Despots agreed with Gauthier’s argument that sentencing Préfontaine to a long prison term would be “counterproductive” at this point in Préfontaine’s life because he had rehabilitated himself since his arrest by the RCMP in 2013.
Despite being the person who supplied dealers with six kilograms of cocaine, 14 kilograms of cannabis and several kilos of hashish, Préfontaine’s sentence was the lightest among the four people charged in Operation Baffle. His accomplice based in Montreal, Tan Tui Huynh, 39, and Rodney Noseworthy, a street-level dealer based in St. John’s, were sentenced to overall prison terms of 30 months. Meanwhile, Charles Noftall, the owner of an automobile repair shop in St.

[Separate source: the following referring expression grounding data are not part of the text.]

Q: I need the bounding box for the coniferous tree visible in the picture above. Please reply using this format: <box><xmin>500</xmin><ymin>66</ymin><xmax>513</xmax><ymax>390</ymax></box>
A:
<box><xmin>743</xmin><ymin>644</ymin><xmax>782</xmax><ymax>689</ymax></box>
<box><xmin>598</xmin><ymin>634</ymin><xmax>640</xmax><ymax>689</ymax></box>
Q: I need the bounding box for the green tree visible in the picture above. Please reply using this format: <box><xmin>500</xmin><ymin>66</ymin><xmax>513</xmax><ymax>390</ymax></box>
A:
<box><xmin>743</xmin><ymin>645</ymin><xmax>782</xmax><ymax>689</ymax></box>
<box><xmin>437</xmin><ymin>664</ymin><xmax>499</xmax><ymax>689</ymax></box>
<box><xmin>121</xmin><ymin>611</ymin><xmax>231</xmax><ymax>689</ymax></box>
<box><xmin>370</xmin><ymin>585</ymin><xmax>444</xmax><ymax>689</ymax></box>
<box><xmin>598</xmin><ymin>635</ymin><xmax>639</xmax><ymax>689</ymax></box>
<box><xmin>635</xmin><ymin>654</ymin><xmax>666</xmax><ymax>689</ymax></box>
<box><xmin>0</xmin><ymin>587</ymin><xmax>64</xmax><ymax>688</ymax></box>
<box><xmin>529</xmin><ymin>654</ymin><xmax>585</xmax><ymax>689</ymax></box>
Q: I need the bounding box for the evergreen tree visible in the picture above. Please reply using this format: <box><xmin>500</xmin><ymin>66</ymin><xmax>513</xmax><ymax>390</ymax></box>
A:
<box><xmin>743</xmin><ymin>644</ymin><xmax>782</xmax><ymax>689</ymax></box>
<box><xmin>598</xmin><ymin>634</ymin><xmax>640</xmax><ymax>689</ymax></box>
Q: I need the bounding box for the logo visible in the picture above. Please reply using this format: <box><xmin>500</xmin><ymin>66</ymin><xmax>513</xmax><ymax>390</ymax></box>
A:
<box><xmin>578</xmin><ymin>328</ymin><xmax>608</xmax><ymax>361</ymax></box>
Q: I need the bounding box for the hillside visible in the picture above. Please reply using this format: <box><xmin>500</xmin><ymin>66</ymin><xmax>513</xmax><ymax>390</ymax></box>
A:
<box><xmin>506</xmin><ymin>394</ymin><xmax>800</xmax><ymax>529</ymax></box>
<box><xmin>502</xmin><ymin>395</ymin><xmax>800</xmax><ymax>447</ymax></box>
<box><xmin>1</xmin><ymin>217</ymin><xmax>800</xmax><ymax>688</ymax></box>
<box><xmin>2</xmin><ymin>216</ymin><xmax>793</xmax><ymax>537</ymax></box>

John’s, was sentenced to a three-year prison term in November 2017.
The RCMP began Operation Baffle in June 2012. They wanted to know who was bringing drugs into Newfoundland. They soon learned that Noftall’s garage was being used to remove drugs like cocaine and cannabis from the gas tanks of vehicles. By placing Huynh under surveillance, the RCMP found it was Préfontaine who was hiding the drugs inside the gas tanks in Quebec. Huynh appeared to act as a courier for the network, but he pleaded guilty to being in possession of 25 kilograms of Phenacetin, a pain killer prohibited under Canada’s Food and Drugs Act since 1983, when he was arrested in 2013.

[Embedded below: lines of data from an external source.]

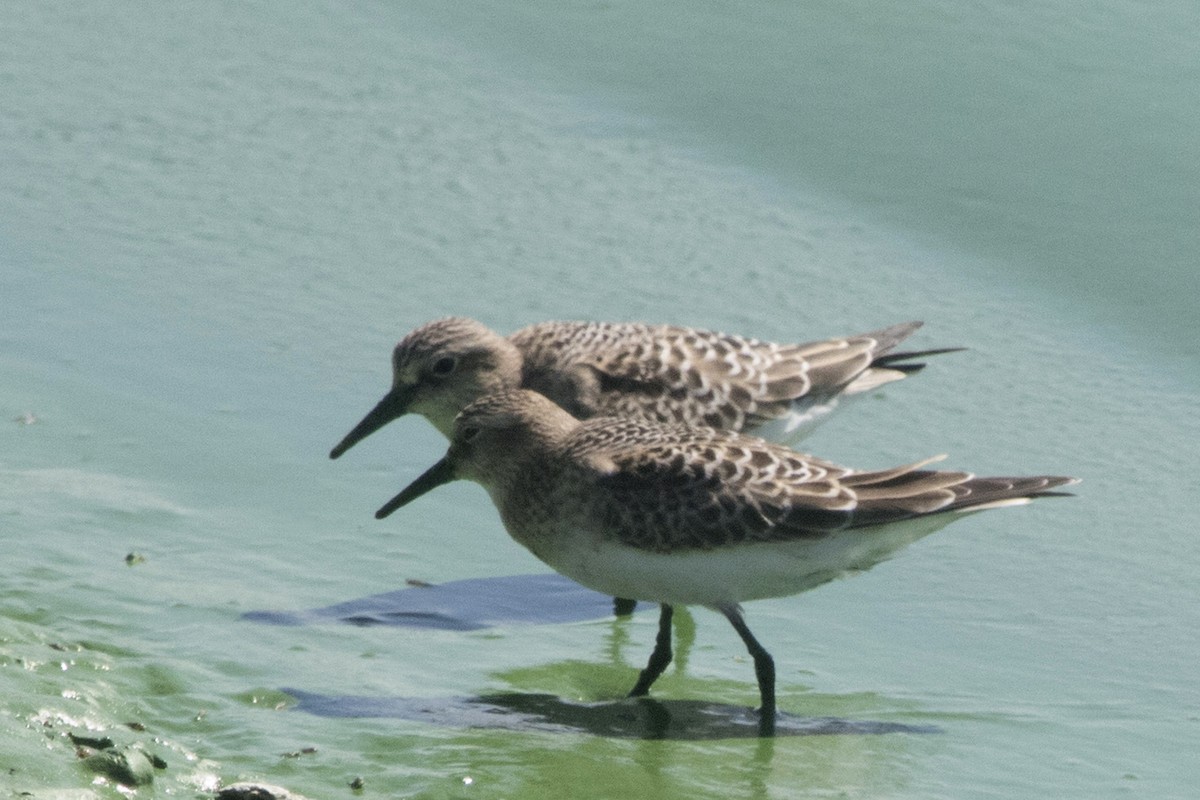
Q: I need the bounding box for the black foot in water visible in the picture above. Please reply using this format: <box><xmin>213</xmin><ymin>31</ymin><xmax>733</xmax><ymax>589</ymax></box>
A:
<box><xmin>612</xmin><ymin>597</ymin><xmax>637</xmax><ymax>616</ymax></box>
<box><xmin>758</xmin><ymin>707</ymin><xmax>777</xmax><ymax>737</ymax></box>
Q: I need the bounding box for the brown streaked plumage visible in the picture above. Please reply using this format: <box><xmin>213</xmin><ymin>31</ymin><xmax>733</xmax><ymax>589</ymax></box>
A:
<box><xmin>329</xmin><ymin>317</ymin><xmax>959</xmax><ymax>458</ymax></box>
<box><xmin>376</xmin><ymin>389</ymin><xmax>1077</xmax><ymax>735</ymax></box>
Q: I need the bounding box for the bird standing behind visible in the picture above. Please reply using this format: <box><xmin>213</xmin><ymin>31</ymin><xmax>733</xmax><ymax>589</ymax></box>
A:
<box><xmin>330</xmin><ymin>317</ymin><xmax>959</xmax><ymax>458</ymax></box>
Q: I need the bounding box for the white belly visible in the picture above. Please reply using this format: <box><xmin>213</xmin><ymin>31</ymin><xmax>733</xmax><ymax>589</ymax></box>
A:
<box><xmin>524</xmin><ymin>514</ymin><xmax>960</xmax><ymax>608</ymax></box>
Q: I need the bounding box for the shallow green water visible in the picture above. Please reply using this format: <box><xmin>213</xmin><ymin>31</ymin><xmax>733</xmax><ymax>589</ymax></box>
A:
<box><xmin>2</xmin><ymin>2</ymin><xmax>1197</xmax><ymax>797</ymax></box>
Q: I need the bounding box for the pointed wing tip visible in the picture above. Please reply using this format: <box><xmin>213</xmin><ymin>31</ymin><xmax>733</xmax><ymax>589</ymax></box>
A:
<box><xmin>885</xmin><ymin>320</ymin><xmax>924</xmax><ymax>334</ymax></box>
<box><xmin>1042</xmin><ymin>476</ymin><xmax>1080</xmax><ymax>496</ymax></box>
<box><xmin>1040</xmin><ymin>476</ymin><xmax>1081</xmax><ymax>492</ymax></box>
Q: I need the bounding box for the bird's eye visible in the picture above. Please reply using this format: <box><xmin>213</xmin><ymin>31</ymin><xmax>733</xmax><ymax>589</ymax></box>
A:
<box><xmin>460</xmin><ymin>425</ymin><xmax>481</xmax><ymax>443</ymax></box>
<box><xmin>430</xmin><ymin>356</ymin><xmax>457</xmax><ymax>377</ymax></box>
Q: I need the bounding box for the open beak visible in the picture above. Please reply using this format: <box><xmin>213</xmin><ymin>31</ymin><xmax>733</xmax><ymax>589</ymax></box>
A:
<box><xmin>375</xmin><ymin>456</ymin><xmax>458</xmax><ymax>519</ymax></box>
<box><xmin>329</xmin><ymin>386</ymin><xmax>415</xmax><ymax>459</ymax></box>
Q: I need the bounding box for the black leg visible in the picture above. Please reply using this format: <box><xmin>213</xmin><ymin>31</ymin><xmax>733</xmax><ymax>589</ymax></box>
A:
<box><xmin>720</xmin><ymin>605</ymin><xmax>776</xmax><ymax>736</ymax></box>
<box><xmin>627</xmin><ymin>604</ymin><xmax>673</xmax><ymax>697</ymax></box>
<box><xmin>613</xmin><ymin>596</ymin><xmax>638</xmax><ymax>616</ymax></box>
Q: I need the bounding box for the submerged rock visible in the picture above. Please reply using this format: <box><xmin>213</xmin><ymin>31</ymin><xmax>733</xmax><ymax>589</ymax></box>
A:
<box><xmin>80</xmin><ymin>745</ymin><xmax>156</xmax><ymax>787</ymax></box>
<box><xmin>217</xmin><ymin>782</ymin><xmax>312</xmax><ymax>800</ymax></box>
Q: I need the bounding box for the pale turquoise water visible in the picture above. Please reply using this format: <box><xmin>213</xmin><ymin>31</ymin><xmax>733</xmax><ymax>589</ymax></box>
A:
<box><xmin>2</xmin><ymin>2</ymin><xmax>1197</xmax><ymax>797</ymax></box>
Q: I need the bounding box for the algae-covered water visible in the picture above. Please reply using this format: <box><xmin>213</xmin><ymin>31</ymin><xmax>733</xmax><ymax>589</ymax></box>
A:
<box><xmin>3</xmin><ymin>2</ymin><xmax>1197</xmax><ymax>797</ymax></box>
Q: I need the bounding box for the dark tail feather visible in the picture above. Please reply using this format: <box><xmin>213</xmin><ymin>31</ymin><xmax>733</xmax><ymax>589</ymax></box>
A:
<box><xmin>872</xmin><ymin>346</ymin><xmax>967</xmax><ymax>374</ymax></box>
<box><xmin>949</xmin><ymin>475</ymin><xmax>1080</xmax><ymax>511</ymax></box>
<box><xmin>1013</xmin><ymin>489</ymin><xmax>1077</xmax><ymax>499</ymax></box>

Judgments delivered in the case in St. John’s reveal Noseworthy became very concerned about the volume of cocaine he was expected to handle. He testified in court that he planned to leave the group based on those concerns. He was recorded telling Préfontaine that he simply wanted to sell cocaine to street dealers and wanted nothing to do with unloading it from gas tanks or mixing it with other substances before it was sold.
“I am not mixin’ no more of this s—, f–k that, it’s either raw (cocaine) or nothing,” Noseworthy told Préfontaine at one point while the police secretly recorded their conversation.

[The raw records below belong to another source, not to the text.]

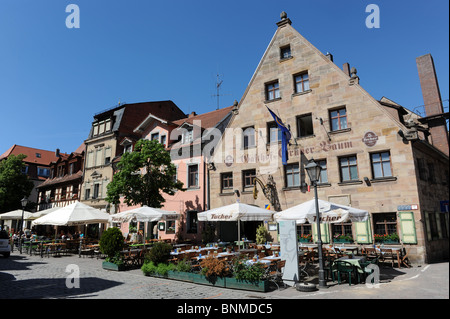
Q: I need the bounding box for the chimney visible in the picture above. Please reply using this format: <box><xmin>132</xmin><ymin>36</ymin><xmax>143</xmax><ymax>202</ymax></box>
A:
<box><xmin>416</xmin><ymin>54</ymin><xmax>449</xmax><ymax>156</ymax></box>
<box><xmin>188</xmin><ymin>112</ymin><xmax>197</xmax><ymax>118</ymax></box>
<box><xmin>55</xmin><ymin>148</ymin><xmax>60</xmax><ymax>158</ymax></box>
<box><xmin>326</xmin><ymin>52</ymin><xmax>334</xmax><ymax>62</ymax></box>
<box><xmin>343</xmin><ymin>63</ymin><xmax>351</xmax><ymax>77</ymax></box>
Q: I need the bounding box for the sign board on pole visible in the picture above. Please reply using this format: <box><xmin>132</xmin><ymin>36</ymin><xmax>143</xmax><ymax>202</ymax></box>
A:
<box><xmin>279</xmin><ymin>220</ymin><xmax>299</xmax><ymax>286</ymax></box>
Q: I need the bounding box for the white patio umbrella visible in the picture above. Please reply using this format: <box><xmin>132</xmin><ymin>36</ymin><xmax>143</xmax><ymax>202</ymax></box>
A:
<box><xmin>273</xmin><ymin>198</ymin><xmax>369</xmax><ymax>224</ymax></box>
<box><xmin>0</xmin><ymin>209</ymin><xmax>34</xmax><ymax>220</ymax></box>
<box><xmin>28</xmin><ymin>206</ymin><xmax>62</xmax><ymax>220</ymax></box>
<box><xmin>109</xmin><ymin>206</ymin><xmax>180</xmax><ymax>243</ymax></box>
<box><xmin>109</xmin><ymin>206</ymin><xmax>180</xmax><ymax>223</ymax></box>
<box><xmin>198</xmin><ymin>202</ymin><xmax>274</xmax><ymax>249</ymax></box>
<box><xmin>31</xmin><ymin>201</ymin><xmax>111</xmax><ymax>226</ymax></box>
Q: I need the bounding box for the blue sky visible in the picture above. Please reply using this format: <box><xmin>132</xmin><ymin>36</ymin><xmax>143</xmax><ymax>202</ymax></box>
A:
<box><xmin>0</xmin><ymin>0</ymin><xmax>448</xmax><ymax>155</ymax></box>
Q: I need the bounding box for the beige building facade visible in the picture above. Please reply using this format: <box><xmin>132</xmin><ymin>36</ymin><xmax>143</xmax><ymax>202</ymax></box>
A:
<box><xmin>209</xmin><ymin>13</ymin><xmax>449</xmax><ymax>264</ymax></box>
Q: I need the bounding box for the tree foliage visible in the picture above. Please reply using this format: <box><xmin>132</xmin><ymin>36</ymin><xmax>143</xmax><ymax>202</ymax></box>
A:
<box><xmin>0</xmin><ymin>154</ymin><xmax>34</xmax><ymax>213</ymax></box>
<box><xmin>106</xmin><ymin>139</ymin><xmax>184</xmax><ymax>208</ymax></box>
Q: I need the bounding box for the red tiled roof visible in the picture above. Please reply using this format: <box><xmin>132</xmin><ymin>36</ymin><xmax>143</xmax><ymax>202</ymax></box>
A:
<box><xmin>37</xmin><ymin>170</ymin><xmax>83</xmax><ymax>189</ymax></box>
<box><xmin>172</xmin><ymin>106</ymin><xmax>234</xmax><ymax>129</ymax></box>
<box><xmin>118</xmin><ymin>101</ymin><xmax>187</xmax><ymax>135</ymax></box>
<box><xmin>0</xmin><ymin>145</ymin><xmax>65</xmax><ymax>166</ymax></box>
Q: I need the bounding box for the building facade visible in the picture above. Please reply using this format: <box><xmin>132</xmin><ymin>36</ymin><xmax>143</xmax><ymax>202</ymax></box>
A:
<box><xmin>117</xmin><ymin>106</ymin><xmax>234</xmax><ymax>242</ymax></box>
<box><xmin>82</xmin><ymin>101</ymin><xmax>186</xmax><ymax>210</ymax></box>
<box><xmin>36</xmin><ymin>144</ymin><xmax>85</xmax><ymax>211</ymax></box>
<box><xmin>0</xmin><ymin>145</ymin><xmax>63</xmax><ymax>206</ymax></box>
<box><xmin>209</xmin><ymin>13</ymin><xmax>449</xmax><ymax>264</ymax></box>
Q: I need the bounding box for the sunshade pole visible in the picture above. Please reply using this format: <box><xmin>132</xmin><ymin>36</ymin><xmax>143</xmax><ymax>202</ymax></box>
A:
<box><xmin>237</xmin><ymin>219</ymin><xmax>241</xmax><ymax>251</ymax></box>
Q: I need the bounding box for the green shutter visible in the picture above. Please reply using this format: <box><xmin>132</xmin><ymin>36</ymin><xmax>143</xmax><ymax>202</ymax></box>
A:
<box><xmin>354</xmin><ymin>220</ymin><xmax>372</xmax><ymax>244</ymax></box>
<box><xmin>312</xmin><ymin>223</ymin><xmax>330</xmax><ymax>244</ymax></box>
<box><xmin>398</xmin><ymin>211</ymin><xmax>417</xmax><ymax>244</ymax></box>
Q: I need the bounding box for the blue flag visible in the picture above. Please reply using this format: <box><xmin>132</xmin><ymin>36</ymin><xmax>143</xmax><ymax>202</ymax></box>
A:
<box><xmin>266</xmin><ymin>106</ymin><xmax>291</xmax><ymax>165</ymax></box>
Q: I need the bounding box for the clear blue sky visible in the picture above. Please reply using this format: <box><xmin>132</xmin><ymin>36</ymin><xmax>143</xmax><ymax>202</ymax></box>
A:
<box><xmin>0</xmin><ymin>0</ymin><xmax>448</xmax><ymax>155</ymax></box>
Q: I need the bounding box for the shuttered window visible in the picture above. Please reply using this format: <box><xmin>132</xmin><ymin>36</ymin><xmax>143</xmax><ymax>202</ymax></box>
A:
<box><xmin>398</xmin><ymin>212</ymin><xmax>417</xmax><ymax>244</ymax></box>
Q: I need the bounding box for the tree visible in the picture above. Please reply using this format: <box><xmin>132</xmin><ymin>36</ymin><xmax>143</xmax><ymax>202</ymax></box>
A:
<box><xmin>106</xmin><ymin>139</ymin><xmax>184</xmax><ymax>208</ymax></box>
<box><xmin>0</xmin><ymin>154</ymin><xmax>34</xmax><ymax>213</ymax></box>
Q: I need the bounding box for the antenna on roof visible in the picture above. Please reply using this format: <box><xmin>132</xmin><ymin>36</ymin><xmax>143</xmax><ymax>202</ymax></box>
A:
<box><xmin>211</xmin><ymin>73</ymin><xmax>230</xmax><ymax>110</ymax></box>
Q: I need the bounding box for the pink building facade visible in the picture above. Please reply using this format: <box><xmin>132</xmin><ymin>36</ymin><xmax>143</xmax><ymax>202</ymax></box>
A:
<box><xmin>116</xmin><ymin>107</ymin><xmax>233</xmax><ymax>243</ymax></box>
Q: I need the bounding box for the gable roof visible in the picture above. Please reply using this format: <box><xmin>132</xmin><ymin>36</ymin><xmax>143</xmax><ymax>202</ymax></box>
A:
<box><xmin>89</xmin><ymin>100</ymin><xmax>187</xmax><ymax>140</ymax></box>
<box><xmin>230</xmin><ymin>15</ymin><xmax>407</xmax><ymax>132</ymax></box>
<box><xmin>0</xmin><ymin>145</ymin><xmax>64</xmax><ymax>166</ymax></box>
<box><xmin>172</xmin><ymin>106</ymin><xmax>234</xmax><ymax>130</ymax></box>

Early in 2018, Préfontaine had his case transferred from Newfoundland to the Montreal courthouse, and on May 11, 2018, he pleaded guilty to four counts of being part of drug-related conspiracies as well as being in possession of the proceeds of crime.
During sentencing arguments, Préfontaine said he was raised by a controlling father who sold cannabis and didn’t care that two of his sons, including Préfontaine, were selling it as teenagers.
In 2007, Préfontaine pleaded guilty to being part of a large Montreal-based network that sold cannabis to clients in the U.S. He was sentenced to an 18-month prison term and admitted to Despots that he immediately resumed selling drugs after he served that sentence.
He also told the judge he fell into depression after his arrest in Operation Baffle in 2013 and that he decided to clean up his act when he was released on bail. He took courses at Collège LaSalle to earn his high school diploma and then continued to take more courses at the vocational institution. He reconnected with some of his siblings, including a sister who got him a job with a car dealership.
“Mr. Préfontaine was sincere and transparent in his testimony,” Despots said before siding with Gauthier’s recommendation on the sentence.
Crown prosecutor Marie-Michele Paquin requested a three-year prison term while arguing the charges Préfontaine admitted to were very serious and had to be denounced. She also argued that the sentence should serve to dissuade others from committing similar crimes.